|Picture: 2011 ISCB ASSA Winner,
Photo courtesy of European
Molecular Biology Laborator
If computational biology seems challenging in the second decade of the 21st century, spare a thought for those who pioneered the discipline in the 1980s. Michael Ashburner at the University of Cambridge was one of them. “His work is now seen as a landmark and an achievement in technology,” says Alfonso Valencia, chair of the ISCB awards committee.
Ashburner began his career with a degree in genetics from the University of Cambridge in 1964. He stayed on to do a PhD, studying Drosophila and, in particular, polytene chromosomes, which form when certain specialised cells undergo repeated rounds of DNA replication. Polytene chromosomes have a characteristic banded structure. In Drosophila there are some 5,000 bands and a subset of these undergo, during development, a reversible structural modification as the result of transcription; this is known as puffing and can be considered an analog of gene activity.
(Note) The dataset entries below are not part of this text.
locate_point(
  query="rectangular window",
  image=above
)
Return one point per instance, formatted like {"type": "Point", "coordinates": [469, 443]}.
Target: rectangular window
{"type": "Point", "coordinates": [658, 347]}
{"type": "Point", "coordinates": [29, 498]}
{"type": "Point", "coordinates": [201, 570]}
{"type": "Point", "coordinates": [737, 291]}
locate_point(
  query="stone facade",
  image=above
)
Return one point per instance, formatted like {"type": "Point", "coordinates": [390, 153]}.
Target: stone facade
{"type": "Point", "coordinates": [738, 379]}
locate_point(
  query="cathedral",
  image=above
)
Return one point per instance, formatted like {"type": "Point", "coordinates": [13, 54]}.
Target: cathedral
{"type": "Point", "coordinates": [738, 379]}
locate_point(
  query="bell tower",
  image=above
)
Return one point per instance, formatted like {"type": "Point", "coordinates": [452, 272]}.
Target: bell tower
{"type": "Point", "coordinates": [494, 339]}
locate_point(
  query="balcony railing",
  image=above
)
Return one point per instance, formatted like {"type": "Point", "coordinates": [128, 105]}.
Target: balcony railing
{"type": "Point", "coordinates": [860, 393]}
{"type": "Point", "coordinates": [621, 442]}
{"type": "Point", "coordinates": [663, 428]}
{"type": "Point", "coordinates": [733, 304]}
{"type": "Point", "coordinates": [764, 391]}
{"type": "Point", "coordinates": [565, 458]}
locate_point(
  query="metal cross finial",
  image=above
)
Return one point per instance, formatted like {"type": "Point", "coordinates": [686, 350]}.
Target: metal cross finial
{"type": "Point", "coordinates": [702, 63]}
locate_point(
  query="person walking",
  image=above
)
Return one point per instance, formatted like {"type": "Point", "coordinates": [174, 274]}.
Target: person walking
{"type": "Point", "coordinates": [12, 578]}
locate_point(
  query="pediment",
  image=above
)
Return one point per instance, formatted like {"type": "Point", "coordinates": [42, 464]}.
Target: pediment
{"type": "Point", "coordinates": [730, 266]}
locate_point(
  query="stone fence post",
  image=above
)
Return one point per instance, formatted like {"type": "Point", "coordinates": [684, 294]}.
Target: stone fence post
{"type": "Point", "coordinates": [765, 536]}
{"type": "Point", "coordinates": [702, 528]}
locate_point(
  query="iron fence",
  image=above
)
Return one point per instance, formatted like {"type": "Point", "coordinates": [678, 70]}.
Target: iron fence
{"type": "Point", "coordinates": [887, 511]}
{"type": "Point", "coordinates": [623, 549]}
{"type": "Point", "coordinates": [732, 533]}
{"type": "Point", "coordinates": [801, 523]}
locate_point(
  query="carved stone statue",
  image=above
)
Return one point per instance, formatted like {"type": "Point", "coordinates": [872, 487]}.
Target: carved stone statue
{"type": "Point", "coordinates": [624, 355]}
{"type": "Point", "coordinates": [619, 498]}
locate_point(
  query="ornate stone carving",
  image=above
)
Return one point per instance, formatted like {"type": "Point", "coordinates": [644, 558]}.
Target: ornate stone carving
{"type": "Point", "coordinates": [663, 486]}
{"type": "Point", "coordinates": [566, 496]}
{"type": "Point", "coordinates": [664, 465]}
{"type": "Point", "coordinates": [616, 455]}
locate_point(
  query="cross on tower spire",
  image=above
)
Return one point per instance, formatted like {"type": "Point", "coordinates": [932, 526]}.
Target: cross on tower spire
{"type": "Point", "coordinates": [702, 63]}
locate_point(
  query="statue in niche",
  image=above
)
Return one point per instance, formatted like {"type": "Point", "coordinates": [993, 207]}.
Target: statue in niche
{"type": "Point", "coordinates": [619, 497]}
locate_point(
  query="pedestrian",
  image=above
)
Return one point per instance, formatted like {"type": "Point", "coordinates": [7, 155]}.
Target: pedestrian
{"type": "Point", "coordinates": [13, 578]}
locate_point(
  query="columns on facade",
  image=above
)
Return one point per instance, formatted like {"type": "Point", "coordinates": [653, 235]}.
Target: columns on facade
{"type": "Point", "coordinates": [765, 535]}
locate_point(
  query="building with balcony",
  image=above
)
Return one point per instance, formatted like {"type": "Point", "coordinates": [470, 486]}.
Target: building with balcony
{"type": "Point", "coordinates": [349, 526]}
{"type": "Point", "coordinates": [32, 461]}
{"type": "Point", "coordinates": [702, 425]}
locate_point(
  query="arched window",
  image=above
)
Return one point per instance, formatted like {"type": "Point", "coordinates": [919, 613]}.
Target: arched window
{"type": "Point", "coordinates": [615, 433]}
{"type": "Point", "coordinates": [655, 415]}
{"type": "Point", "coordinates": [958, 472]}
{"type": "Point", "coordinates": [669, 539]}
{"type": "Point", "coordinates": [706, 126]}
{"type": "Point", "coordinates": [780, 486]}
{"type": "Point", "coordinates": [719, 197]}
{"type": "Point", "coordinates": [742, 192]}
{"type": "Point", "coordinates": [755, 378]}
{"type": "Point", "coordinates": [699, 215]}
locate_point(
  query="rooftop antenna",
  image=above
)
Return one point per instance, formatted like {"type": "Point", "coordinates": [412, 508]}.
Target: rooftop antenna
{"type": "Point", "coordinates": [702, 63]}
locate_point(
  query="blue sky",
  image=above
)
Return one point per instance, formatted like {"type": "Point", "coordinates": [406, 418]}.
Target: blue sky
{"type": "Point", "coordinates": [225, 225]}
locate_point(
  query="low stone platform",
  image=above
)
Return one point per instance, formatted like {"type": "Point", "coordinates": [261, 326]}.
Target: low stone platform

In the late 1960s and early 1970s, Ashburner studied puffing patterns and inferred the existence of a cascade of genetic controls under the influence of the hormone ecdysone during larval development.
In the late 1970s, Ashburner turned his attention to the study of the Alcohol dehydrogenase gene and its environs. By the mid-1980s, he had the most detailed analysis in full genetic terms of any small chromosome region of any multi-cellular organism, and had the Adh gene sequences from several different species of Drosophila. “That drew me into bioinformatics because we needed a way of comparing sequences,” he says. “There was almost no software available to help.”
Two people came to his aid. The first was Walter Bodmer, director of the Imperial Cancer Research Fund, who gave Ashburner the use of a DEC computer with access to the early network. “We could access this machine by dial-up and do some analysis,” he says. The second was Doug Brutlag at Stanford University, who was developing MOLGEN, an early bioinformatics system, which he allowed Ashburner to access.
That presented a significant obstacle, however. Getting a computer in the United Kingdom to speak to one in Stanford was not straightforward. Today, everybody uses the Internet, defined by the TCP/IP protocol. But in the early ‘80 s, the UK and United States used different systems. The US was pioneering TCP/IP while the UK had a standard called the Coloured Book protocols. “The only place that had an interface between the two protocols was University College, London, and they were very helpful,” says Ashburner, “giving us 5 kb of disk space.”
The process of connecting to Stanford was far from simple. “The way you did it was to dial up your local packet switching exchange at the Post Office and connect to the Rutherford Appleton Laboratory. You then typed in some code which connected you to UCL where you could use TCP/IP,” he says. The signal was routed via Goonhilly satellite station in Cornwall to Carnegie Mellon University and from there to Stanford. “I had a dumb terminal, that is a box with no memory, so everything had to be captured by a printer in parallel.” Ashburner was far from deterred, however.
At about that time, the European Molecular Biology Laboratory (EMBL) in Heidelberg and GenBank in the US released the first nucleotide sequence libraries in quick succession. Using his network access, Ashburner and his colleagues, collaboratively with MOLGEN, set up one of the first bulletin boards, called BioNet, to keep people informed of changes to the library and to software. “This became well used and things evolved from there,” he says.
As the field of bioinformatics grew, the need for an institution to house the data and conduct research increased. So in 1992, the EMBL decided to set up an institute of bioinformatics that would house this library and carry out research. This organisation became known as the European Bioinformatics Institute, based in Hinxton, UK, with Ashburner and John Sulston having led the UK bid to host it. “I was persuaded to become the first program coordinator and took half-time leave from Cambridge to do that,” he says. He eventually took over as joint-director, a post he held until 2001. “At first, the finances were sticky and the politics were horrendous. But it has since gone from strength to strength,” he says.
At the same time, Ashburner continued his interest in Drosophila genetics. This is a field with a rich and long history of collecting and sharing mutations. The first catalogue of mutations was published in 1925 and it was still being revised in paper form in the late 1980s. But the field was beginning to expand quickly and the books were out of date as soon as they were published. “It became clear to me that we couldn't carry on publishing in paper form every 10 or 20 years,” he recalls.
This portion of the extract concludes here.